L'Explication Prémisse
L'article 509 dit clairement que le tuteur a des limites strictes : même si le juge l'y autorise, il ne peut pas faire certains actes qui mettent gratuitement les biens ou droits de la personne protégée en danger (par exemple les donner ou renoncer sans contrepartie), ni se comporter en conflit d'intérêts en achetant des créances détenues contre la personne protégée ou en achetant ses biens. Il ne peut pas non plus exercer une activité commerciale ou libérale au nom de la personne protégée, ni transférer ses biens dans un patrimoine fiduciaire. L'objectif est de protéger le patrimoine et d'éviter les abus, tout en prévoyant quelques exceptions limitées relatives à certaines formes de donations prévues par la loi.
Monsieur A est tuteur de Madame B, qui possède un appartement. Le tuteur ne peut pas, même avec l'accord du juge : 1) offrir gratuitement l'appartement à un ami ; 2) racheter pour lui-même la créance qu'un voisin détient contre Madame B ; 3) créer et exploiter une boutique au nom de Madame B ; 4) acheter l'appartement de Madame B ou le prendre en location pour son propre usage ; 5) transférer l'appartement dans un patrimoine fiduciaire pour en faire bénéficier un tiers. Ces actes sont interdits afin d'éviter un appauvrissement ou un conflit d'intérêt. (Des exceptions très limitées existent pour certains actes assimilés à des donations, mais elles sont strictement encadrées.)

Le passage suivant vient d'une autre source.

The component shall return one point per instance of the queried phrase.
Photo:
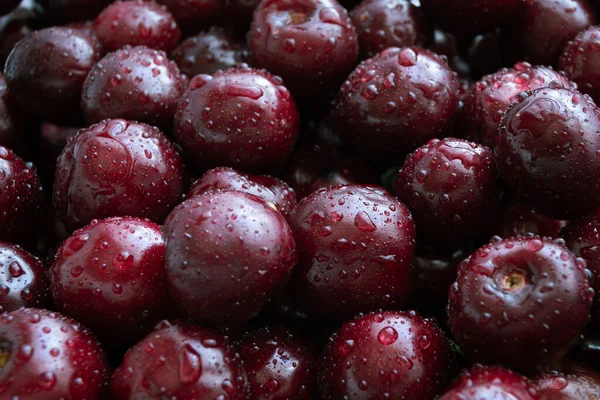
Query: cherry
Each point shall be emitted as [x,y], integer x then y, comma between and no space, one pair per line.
[356,246]
[21,196]
[280,366]
[180,361]
[386,355]
[541,28]
[228,254]
[580,60]
[207,53]
[519,302]
[110,275]
[243,118]
[52,63]
[570,382]
[46,356]
[118,168]
[547,150]
[396,101]
[195,15]
[22,279]
[135,83]
[381,24]
[270,189]
[450,187]
[483,382]
[489,98]
[137,23]
[583,238]
[311,44]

- Interdiction absolue « même avec une autorisation » : le juge ne peut autoriser certains actes du tuteur.
- Pas d'aliénation gratuite des biens ou droits de la personne protégée (don, remise de dette, renonciation gratuite, etc.), sauf exceptions strictement prévues par la loi en matière de donations.
- Le tuteur ne peut acquérir d'un tiers une dette ou un droit que ce tiers détient contre la personne protégée (éviter le conflit d'intérêts et l'enrichissement au détriment de la protégée).
- Il est interdit d'exercer le commerce ou une profession libérale au nom de la personne protégée.
- Le tuteur ne peut pas acheter les biens de la personne protégée ni les prendre à bail ou à ferme (sauf dispositions particulières de l'article 508).
- Il est interdit de transférer les biens ou droits du majeur protégé dans un patrimoine fiduciaire (fiducie).
- But de la règle : protéger le patrimoine du majeur protégé, prévenir les conflits d'intérêts et les dilapidations.